Amazon’s massive investment in faster shipping paid off for the tech company over the Christmas holidays with record sales and four times as many customers taking advantage of its free one-day shipping offer over the shopping season compared with last year.

Amazon is spending billions making one-day shipping the default for its Prime members and the gamble helped drive its revenues up over $87bn for the final quarter of 2019, or $29bn a month, compared with $72.4bn in the fourth quarter of 2018.

Profits increased to $3.3bn in the fourth quarter, up from $3bn in the same period last year, after a fall of 25% from July to September due to its costly shipping investments. Amazon’s shares shot up over 10% in after-hours trading.
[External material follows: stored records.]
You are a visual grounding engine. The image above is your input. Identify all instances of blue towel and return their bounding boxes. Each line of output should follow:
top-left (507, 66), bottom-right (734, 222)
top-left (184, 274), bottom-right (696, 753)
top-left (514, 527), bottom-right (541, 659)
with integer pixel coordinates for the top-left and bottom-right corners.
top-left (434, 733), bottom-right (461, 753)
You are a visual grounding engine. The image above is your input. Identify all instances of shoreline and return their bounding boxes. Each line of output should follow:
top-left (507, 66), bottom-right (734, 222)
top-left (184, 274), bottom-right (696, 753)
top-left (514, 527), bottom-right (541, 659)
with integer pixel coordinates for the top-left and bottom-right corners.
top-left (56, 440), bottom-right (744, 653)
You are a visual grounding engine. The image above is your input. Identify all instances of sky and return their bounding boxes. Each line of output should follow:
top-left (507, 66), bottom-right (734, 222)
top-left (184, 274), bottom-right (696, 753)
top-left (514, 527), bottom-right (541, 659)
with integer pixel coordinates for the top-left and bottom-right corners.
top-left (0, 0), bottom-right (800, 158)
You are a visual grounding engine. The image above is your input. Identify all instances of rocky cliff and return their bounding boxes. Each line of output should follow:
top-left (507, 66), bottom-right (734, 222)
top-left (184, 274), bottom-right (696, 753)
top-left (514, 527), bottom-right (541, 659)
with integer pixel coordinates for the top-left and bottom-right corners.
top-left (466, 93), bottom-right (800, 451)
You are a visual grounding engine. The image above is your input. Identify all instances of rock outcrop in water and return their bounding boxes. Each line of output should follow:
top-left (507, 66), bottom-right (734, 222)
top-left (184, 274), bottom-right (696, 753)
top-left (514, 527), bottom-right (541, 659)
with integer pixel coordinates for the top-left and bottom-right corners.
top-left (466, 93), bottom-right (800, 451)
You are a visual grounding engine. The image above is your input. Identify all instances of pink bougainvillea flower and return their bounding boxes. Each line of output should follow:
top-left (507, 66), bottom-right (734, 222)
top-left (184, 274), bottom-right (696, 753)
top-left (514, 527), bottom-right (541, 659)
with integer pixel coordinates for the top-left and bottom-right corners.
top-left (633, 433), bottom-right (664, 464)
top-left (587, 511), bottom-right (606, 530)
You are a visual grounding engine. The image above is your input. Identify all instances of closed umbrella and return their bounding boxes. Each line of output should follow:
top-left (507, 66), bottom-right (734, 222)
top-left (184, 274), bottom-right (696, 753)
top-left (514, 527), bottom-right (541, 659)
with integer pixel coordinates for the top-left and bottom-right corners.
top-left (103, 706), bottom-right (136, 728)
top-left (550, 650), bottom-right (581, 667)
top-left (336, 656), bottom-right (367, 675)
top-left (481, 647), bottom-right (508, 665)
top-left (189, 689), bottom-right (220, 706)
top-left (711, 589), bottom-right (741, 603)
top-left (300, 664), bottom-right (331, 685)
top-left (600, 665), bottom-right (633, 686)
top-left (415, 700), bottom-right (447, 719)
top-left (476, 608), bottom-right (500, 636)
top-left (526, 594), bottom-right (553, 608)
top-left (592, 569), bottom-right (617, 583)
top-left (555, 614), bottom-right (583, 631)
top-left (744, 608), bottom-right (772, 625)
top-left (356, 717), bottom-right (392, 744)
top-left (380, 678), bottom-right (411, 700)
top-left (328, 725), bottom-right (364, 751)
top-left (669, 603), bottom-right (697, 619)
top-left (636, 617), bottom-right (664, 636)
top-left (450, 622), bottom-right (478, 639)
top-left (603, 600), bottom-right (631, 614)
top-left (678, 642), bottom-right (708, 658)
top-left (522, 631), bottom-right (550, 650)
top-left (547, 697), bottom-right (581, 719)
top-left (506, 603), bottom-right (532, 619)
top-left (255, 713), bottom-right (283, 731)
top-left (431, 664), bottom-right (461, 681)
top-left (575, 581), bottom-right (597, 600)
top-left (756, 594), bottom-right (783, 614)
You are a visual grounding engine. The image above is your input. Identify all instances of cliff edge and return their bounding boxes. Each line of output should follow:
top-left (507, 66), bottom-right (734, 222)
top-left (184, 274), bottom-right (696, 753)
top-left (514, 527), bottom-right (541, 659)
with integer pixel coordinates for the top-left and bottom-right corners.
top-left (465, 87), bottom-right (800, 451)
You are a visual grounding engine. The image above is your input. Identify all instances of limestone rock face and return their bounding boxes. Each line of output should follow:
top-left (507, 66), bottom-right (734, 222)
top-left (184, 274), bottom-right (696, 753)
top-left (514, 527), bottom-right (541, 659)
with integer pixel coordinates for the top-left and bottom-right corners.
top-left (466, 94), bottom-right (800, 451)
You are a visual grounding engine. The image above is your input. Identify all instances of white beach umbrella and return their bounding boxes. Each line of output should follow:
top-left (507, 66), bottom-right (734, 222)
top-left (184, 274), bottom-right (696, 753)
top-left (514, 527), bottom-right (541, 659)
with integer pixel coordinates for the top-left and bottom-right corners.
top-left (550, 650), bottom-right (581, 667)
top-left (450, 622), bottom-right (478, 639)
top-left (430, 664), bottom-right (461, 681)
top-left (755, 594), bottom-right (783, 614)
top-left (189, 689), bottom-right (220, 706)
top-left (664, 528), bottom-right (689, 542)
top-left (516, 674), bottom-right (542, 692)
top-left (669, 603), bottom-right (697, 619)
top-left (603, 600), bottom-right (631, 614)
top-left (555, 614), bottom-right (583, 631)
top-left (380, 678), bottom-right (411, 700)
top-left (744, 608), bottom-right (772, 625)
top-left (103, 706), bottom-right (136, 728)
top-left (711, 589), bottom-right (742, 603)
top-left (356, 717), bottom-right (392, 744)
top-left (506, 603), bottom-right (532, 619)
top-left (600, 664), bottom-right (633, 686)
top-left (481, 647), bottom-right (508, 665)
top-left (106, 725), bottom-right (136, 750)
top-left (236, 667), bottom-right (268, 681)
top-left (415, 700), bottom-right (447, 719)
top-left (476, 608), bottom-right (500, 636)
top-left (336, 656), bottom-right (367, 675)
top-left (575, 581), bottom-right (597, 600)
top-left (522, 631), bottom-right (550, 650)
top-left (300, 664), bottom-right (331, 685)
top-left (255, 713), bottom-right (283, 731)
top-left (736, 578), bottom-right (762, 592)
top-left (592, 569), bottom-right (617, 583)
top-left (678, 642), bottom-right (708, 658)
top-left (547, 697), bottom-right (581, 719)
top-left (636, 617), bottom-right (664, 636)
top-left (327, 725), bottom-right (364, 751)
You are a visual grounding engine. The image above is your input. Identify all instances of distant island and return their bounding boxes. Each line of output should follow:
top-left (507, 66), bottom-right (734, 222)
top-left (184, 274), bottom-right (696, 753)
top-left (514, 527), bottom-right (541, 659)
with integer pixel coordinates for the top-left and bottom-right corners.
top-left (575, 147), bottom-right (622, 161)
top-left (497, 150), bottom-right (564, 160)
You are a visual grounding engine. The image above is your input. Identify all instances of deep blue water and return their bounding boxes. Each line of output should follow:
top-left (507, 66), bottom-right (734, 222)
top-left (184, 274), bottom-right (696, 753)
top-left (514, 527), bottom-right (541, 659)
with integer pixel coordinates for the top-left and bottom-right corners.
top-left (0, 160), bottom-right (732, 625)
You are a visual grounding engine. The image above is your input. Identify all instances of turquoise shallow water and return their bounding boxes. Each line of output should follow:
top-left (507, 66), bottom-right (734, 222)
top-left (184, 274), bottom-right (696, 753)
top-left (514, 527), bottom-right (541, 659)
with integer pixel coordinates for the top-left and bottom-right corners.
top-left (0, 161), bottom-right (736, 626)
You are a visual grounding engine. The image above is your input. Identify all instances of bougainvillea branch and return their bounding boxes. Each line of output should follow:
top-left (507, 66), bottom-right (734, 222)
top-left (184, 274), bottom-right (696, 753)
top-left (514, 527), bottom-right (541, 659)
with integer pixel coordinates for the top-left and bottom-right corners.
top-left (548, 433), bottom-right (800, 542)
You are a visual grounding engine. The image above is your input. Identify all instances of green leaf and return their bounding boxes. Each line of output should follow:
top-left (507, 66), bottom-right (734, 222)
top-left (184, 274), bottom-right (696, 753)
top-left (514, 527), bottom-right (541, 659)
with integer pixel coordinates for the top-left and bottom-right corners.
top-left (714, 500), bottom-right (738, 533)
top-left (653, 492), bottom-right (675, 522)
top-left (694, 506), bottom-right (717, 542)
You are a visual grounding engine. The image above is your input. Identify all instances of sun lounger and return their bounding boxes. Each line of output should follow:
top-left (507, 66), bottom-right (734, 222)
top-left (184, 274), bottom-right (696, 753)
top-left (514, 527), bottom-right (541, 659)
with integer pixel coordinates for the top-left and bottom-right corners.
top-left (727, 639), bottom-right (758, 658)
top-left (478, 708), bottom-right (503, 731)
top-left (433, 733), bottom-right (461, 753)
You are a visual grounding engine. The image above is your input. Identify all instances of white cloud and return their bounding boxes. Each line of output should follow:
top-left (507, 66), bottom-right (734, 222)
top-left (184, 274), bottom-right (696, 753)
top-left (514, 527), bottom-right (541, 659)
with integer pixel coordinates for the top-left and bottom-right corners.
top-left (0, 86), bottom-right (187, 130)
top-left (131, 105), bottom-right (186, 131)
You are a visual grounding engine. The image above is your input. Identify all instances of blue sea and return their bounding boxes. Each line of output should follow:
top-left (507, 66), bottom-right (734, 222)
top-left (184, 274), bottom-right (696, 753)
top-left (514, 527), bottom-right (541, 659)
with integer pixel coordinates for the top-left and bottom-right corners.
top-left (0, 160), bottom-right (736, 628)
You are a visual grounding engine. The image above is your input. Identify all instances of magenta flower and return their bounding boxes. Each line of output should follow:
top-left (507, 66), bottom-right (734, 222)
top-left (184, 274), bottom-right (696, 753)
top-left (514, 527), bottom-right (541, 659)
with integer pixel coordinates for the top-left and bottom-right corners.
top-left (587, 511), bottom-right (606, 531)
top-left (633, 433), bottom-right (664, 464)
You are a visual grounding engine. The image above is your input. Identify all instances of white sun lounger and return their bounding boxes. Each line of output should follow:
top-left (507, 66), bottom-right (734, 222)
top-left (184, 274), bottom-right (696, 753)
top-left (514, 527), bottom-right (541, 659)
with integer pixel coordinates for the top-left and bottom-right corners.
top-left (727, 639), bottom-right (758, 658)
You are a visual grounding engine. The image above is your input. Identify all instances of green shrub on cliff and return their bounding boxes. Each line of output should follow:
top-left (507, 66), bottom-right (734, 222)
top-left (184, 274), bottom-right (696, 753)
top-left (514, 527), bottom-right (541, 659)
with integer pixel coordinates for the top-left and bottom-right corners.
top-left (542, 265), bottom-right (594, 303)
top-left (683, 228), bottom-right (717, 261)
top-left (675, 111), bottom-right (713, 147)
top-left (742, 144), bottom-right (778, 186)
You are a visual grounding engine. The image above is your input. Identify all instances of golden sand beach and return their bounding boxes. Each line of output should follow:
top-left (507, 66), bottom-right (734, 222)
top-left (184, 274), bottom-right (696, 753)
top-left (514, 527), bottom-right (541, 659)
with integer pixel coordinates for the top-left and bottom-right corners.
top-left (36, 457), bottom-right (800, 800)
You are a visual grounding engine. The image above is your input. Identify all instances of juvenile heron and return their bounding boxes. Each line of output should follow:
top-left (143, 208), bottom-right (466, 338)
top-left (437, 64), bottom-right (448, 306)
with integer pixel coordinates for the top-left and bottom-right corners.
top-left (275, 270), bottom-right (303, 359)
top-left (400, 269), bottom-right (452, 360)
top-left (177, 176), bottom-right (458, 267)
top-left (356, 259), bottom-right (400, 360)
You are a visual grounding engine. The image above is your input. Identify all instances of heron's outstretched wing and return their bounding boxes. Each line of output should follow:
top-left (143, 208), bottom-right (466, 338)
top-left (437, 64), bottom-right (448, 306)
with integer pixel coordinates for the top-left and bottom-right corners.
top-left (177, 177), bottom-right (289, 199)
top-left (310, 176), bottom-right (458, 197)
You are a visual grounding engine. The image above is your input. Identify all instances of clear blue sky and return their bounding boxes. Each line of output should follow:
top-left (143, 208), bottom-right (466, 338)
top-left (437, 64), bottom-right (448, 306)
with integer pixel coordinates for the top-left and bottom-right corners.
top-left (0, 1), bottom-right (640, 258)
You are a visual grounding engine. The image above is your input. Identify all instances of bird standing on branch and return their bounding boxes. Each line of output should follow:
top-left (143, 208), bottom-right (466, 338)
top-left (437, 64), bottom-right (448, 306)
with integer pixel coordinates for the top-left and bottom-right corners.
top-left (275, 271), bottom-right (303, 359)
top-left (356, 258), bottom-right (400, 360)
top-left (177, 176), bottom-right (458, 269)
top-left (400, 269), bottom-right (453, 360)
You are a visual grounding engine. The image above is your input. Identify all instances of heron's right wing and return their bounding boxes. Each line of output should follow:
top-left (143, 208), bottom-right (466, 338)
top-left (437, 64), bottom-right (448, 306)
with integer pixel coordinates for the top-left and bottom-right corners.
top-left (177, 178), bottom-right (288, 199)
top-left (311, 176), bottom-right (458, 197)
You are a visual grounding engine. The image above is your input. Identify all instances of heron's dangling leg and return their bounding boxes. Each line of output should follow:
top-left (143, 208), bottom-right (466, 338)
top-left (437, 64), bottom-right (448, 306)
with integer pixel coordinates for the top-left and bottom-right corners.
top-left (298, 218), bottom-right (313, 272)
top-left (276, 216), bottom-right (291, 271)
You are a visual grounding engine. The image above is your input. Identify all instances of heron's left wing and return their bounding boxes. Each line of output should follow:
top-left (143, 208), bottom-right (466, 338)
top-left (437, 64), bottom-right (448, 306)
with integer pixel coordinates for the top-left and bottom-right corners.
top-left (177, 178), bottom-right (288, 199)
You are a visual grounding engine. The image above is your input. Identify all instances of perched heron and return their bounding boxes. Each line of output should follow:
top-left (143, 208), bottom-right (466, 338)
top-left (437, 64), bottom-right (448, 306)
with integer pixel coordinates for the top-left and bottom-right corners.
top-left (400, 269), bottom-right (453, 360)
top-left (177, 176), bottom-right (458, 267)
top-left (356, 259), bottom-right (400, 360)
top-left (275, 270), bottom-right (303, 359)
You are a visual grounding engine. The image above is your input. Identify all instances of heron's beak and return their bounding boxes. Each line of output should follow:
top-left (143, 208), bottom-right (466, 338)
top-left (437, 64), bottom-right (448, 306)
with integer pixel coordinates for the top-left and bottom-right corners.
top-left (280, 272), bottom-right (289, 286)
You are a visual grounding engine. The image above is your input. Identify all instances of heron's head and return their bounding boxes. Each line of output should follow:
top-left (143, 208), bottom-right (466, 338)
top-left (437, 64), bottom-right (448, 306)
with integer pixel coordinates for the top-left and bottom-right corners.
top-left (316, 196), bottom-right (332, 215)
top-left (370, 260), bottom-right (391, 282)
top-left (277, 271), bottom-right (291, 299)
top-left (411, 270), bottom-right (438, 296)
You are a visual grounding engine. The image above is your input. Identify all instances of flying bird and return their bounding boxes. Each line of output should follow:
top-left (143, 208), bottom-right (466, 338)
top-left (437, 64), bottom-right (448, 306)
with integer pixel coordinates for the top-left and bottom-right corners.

“We’ve made Prime delivery faster – the number of items delivered to US customers with Prime’s free one-day and same-day delivery more than quadrupled this quarter compared to last year,” said Jeff Bezos, Amazon founder and CEO.

Amazon’s bumper Christmas – the best in its history – came as other retailers including Target, Macy’s and JC Penney have reported lower sales.

Amazon Web Services (AWS), its cloud computing business, reported revenues of $9.9bn for the quarter, up 34% from the year-ago period.

Amazon also gave an update on its number of Prime subscribers, who pay an annual fee for faster shipping and access to free content on its streaming media services. Bezos said the company now has over 150 million paid Prime members around the world, up from 100 million last April.

Amazon’s share price has lagged its tech giant peers in recent months as investors have worried about its spending. The latest results push the company back into the exclusive club of tech companies now valued at over $1tn including Apple, Alphabet and Microsoft.